A professor should be free to discuss politics and philosophy at appropriate times and in appropriate places but all sides of the discussion should be allowed to interject. That is when learning occurs. Bringing up politics in classes with subject matters that do not involve politics is inappropriate.
In addition to student Marxist indoctrination, universities have become enclaves of self-selection. Committees choose mostly applicants who believe the same as they do. Consequently, politically conservative professors seldom get hired or are tenured by committees of like-minded liberals. A poll found out that in Ivy league schools, a mere 13 percent of the faculty is libertarian or conservative.
It is sad when a student has to agree with the professor’s social and political views in order to get a good grade in class. Students are not there to get a diploma in social justice activism. They are there to learn real American history, science, mathematics, engineering, that will lead to an employable and useful profession. Otherwise, the college diploma is worthless and students are better served in a trade school.

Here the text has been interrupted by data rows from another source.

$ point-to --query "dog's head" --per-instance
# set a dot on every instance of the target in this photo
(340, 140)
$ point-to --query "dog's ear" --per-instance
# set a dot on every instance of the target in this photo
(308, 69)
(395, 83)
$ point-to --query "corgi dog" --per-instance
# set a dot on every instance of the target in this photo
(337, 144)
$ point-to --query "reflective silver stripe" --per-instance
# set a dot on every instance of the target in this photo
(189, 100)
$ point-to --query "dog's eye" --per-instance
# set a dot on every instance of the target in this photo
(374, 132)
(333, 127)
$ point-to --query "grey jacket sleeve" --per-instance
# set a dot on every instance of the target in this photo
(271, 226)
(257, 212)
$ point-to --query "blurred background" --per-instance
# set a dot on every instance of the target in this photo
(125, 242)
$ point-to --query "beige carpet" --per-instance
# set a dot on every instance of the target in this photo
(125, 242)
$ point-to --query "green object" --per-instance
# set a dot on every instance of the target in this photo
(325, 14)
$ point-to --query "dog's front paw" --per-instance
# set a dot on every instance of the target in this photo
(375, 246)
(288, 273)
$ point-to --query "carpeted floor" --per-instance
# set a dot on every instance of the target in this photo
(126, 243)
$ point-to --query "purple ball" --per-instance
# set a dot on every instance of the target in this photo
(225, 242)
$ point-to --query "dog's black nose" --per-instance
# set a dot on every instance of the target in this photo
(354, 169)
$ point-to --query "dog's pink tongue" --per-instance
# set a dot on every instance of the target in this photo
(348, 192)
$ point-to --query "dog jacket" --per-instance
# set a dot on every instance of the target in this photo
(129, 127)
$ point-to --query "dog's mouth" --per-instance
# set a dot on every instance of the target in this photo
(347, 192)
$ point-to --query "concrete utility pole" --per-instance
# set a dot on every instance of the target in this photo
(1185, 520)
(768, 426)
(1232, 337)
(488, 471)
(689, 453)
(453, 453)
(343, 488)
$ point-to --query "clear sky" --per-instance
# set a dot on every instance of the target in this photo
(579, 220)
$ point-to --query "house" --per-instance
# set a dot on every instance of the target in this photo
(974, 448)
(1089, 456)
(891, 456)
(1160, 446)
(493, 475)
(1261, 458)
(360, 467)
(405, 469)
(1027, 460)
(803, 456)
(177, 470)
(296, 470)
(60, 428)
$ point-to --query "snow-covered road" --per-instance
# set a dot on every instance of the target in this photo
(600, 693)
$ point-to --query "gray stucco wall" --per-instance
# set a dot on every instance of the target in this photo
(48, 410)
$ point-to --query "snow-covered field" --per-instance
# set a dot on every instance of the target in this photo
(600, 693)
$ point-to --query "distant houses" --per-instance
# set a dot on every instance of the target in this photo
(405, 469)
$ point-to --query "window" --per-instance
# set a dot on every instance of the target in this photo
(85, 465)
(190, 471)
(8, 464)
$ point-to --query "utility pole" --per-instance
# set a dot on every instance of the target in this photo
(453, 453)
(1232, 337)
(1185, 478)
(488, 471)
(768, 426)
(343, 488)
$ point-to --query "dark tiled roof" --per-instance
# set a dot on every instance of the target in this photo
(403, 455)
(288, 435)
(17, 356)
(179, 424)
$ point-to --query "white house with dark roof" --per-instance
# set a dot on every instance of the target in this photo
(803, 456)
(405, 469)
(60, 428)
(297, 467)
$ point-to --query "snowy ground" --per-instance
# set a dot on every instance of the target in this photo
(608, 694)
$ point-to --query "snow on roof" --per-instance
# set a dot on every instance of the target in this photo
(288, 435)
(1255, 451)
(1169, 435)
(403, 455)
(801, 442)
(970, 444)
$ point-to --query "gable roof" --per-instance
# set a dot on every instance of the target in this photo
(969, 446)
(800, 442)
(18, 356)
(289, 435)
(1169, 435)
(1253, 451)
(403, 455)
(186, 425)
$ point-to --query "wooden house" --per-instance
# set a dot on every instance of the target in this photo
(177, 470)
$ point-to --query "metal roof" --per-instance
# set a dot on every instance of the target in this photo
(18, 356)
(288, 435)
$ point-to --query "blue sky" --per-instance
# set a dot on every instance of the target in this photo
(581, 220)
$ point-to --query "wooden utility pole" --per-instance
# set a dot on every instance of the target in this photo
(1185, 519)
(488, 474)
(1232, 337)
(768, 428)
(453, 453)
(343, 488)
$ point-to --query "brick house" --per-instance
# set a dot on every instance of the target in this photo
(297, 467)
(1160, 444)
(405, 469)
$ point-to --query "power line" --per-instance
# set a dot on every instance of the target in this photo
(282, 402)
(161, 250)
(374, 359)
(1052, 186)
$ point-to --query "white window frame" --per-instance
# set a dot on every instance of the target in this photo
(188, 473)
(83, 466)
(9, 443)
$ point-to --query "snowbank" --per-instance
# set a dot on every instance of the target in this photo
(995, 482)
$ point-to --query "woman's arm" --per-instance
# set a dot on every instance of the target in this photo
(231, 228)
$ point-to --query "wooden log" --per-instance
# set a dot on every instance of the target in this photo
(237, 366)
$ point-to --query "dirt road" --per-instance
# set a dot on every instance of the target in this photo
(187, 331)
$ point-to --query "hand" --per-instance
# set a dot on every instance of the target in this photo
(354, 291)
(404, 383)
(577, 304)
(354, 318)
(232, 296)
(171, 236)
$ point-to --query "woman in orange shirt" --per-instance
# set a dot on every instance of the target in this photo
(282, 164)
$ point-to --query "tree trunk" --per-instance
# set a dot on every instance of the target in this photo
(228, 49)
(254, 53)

There are many other important reasons why our colleges and universities have become “institutions of leftist learning.” To undo the damage done to future generations, universities would have to end tenure, the self-selecting committees, to abolish the Department of Education, and to fire teachers who discuss politics in subject areas that have nothing to do with politics.
Professors must return to teaching students how to think objectively, not what to think, echoing the professor’s beliefs. That is how America once had the best higher education system.